ECLI:NL:RBZWB:2022:7145
Rechtbank Zeeland-West-Brabant
- Eerste aanleg - enkelvoudig
- T. Peters
- Rechtspraak.nl
Veroordeling in proceskosten na intrekking beroep WIA-uitkering
In deze zaak heeft de Rechtbank Zeeland-West-Brabant op 25 november 2022 uitspraak gedaan in een verzoek om veroordeling in de proceskosten. Verzoeker had in eerste instantie een WIA-uitkering aangevraagd, welke door het UWV was geweigerd. Na bezwaar en een wijziging van het besluit door het UWV, waarbij de WIA-uitkering alsnog werd toegekend, trok verzoeker zijn beroep in. Verzoeker verzocht de rechtbank om het UWV te veroordelen tot vergoeding van de proceskosten. De rechtbank heeft het UWV in de gelegenheid gesteld om op dit verzoek te reageren, waarop het UWV geen bezwaar maakte tegen de proceskostenveroordeling.

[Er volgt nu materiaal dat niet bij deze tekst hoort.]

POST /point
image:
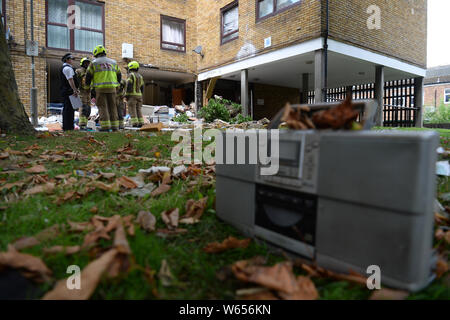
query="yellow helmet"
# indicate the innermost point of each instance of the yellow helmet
(84, 60)
(133, 65)
(98, 50)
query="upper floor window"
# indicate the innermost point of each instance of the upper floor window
(267, 8)
(230, 22)
(3, 12)
(173, 34)
(83, 37)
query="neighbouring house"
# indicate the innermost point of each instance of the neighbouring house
(437, 87)
(261, 53)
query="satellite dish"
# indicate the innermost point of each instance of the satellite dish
(198, 50)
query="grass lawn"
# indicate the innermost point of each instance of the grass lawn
(194, 271)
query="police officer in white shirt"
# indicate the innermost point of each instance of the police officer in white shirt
(69, 86)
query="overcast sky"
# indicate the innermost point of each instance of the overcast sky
(438, 27)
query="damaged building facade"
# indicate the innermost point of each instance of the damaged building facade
(260, 53)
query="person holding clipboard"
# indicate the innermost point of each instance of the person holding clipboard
(69, 91)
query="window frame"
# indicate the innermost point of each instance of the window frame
(446, 94)
(275, 11)
(3, 4)
(72, 32)
(223, 10)
(161, 42)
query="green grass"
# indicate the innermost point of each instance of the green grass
(194, 270)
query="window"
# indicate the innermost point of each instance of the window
(173, 34)
(83, 39)
(268, 8)
(230, 22)
(3, 13)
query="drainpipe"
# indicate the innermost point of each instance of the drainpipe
(34, 111)
(325, 47)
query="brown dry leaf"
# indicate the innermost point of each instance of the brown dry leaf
(441, 267)
(195, 209)
(31, 267)
(306, 290)
(48, 188)
(389, 294)
(164, 274)
(80, 226)
(36, 169)
(58, 249)
(229, 243)
(4, 155)
(127, 183)
(25, 242)
(279, 277)
(114, 187)
(90, 278)
(146, 220)
(170, 218)
(163, 188)
(164, 233)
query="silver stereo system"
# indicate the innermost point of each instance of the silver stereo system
(346, 200)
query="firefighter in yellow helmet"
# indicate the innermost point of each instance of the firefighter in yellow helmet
(120, 103)
(105, 75)
(85, 93)
(135, 88)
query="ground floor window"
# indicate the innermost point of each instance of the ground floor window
(173, 34)
(67, 31)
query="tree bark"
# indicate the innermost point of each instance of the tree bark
(13, 118)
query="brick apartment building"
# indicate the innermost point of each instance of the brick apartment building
(437, 87)
(264, 52)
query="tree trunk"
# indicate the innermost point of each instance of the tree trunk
(13, 118)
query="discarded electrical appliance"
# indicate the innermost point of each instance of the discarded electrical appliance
(345, 199)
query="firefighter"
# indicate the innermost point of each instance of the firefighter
(135, 87)
(85, 93)
(105, 75)
(120, 94)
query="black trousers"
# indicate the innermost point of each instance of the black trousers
(68, 115)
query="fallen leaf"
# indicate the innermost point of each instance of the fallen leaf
(127, 183)
(36, 169)
(170, 218)
(163, 188)
(31, 267)
(90, 278)
(47, 188)
(279, 277)
(164, 274)
(389, 294)
(306, 290)
(61, 249)
(146, 220)
(229, 243)
(195, 209)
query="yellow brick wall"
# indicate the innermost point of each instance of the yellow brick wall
(299, 23)
(403, 27)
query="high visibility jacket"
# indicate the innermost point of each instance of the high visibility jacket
(120, 90)
(81, 72)
(104, 72)
(134, 83)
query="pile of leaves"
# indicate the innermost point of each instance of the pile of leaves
(222, 109)
(343, 116)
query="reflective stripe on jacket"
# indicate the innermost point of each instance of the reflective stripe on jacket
(104, 72)
(137, 82)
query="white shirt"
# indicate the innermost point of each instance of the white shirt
(68, 72)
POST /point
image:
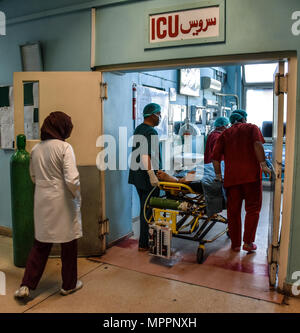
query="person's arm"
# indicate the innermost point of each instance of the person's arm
(71, 174)
(217, 154)
(260, 155)
(217, 168)
(147, 165)
(32, 175)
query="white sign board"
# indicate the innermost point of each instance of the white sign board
(187, 26)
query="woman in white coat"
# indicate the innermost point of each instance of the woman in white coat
(57, 217)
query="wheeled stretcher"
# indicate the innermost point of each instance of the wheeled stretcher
(180, 212)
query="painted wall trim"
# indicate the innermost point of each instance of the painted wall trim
(199, 61)
(67, 10)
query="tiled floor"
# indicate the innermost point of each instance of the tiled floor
(112, 289)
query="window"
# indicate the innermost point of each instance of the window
(259, 73)
(259, 105)
(258, 85)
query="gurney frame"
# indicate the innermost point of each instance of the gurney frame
(185, 222)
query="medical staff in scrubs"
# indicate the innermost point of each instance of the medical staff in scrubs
(220, 125)
(145, 162)
(244, 158)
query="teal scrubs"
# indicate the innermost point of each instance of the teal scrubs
(140, 179)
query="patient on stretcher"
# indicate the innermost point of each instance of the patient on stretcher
(202, 182)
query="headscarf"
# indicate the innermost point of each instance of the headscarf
(236, 118)
(57, 125)
(243, 113)
(150, 109)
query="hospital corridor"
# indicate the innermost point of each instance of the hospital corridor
(148, 164)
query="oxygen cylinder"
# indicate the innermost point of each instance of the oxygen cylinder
(22, 194)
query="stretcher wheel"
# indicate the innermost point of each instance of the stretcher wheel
(200, 253)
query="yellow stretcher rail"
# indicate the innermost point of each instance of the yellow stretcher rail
(188, 226)
(178, 187)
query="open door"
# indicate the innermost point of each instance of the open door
(276, 182)
(78, 95)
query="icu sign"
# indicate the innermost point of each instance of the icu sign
(187, 26)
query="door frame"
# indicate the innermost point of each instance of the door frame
(291, 57)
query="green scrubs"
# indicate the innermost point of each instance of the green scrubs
(139, 178)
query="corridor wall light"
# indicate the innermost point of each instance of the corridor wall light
(31, 57)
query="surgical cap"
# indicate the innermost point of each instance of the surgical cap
(221, 121)
(150, 109)
(235, 117)
(241, 112)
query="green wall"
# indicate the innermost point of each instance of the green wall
(252, 26)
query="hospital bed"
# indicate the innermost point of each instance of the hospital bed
(187, 211)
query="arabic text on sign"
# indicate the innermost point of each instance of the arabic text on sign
(185, 25)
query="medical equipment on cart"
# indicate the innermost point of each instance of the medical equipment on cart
(180, 212)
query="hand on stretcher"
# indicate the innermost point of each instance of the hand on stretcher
(163, 176)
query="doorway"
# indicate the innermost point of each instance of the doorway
(180, 108)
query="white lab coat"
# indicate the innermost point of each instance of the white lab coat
(57, 216)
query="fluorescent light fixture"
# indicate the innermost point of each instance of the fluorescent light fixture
(31, 57)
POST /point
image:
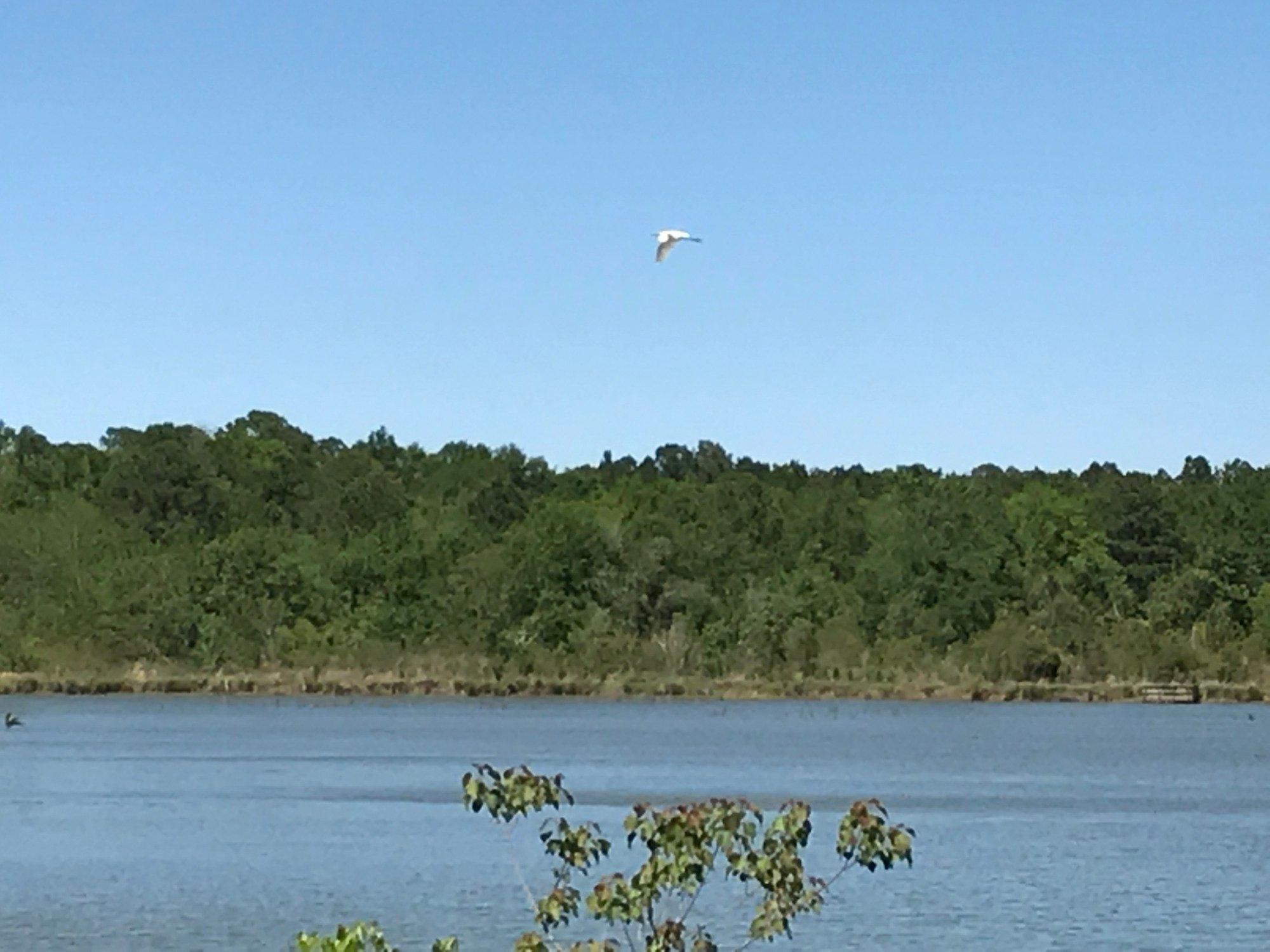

De rechtbank heeft op basis van artikel 8:54 van de Algemene wet bestuursrecht (Awb) zonder zitting uitspraak gedaan. De veroordeling in de proceskosten is geregeld in de artikelen 8:75 en 8:75a van de Awb. De rechtbank heeft het verzoek van verzoeker als kennelijk gegrond toegewezen en het UWV veroordeeld tot vergoeding van de proceskosten, vastgesteld op € 759,-. Daarnaast heeft de rechtbank het UWV verplicht om het door verzoeker betaalde griffierecht van € 49,- te vergoeden. De uitspraak is openbaar gemaakt en een afschrift is verzonden aan de betrokken partijen.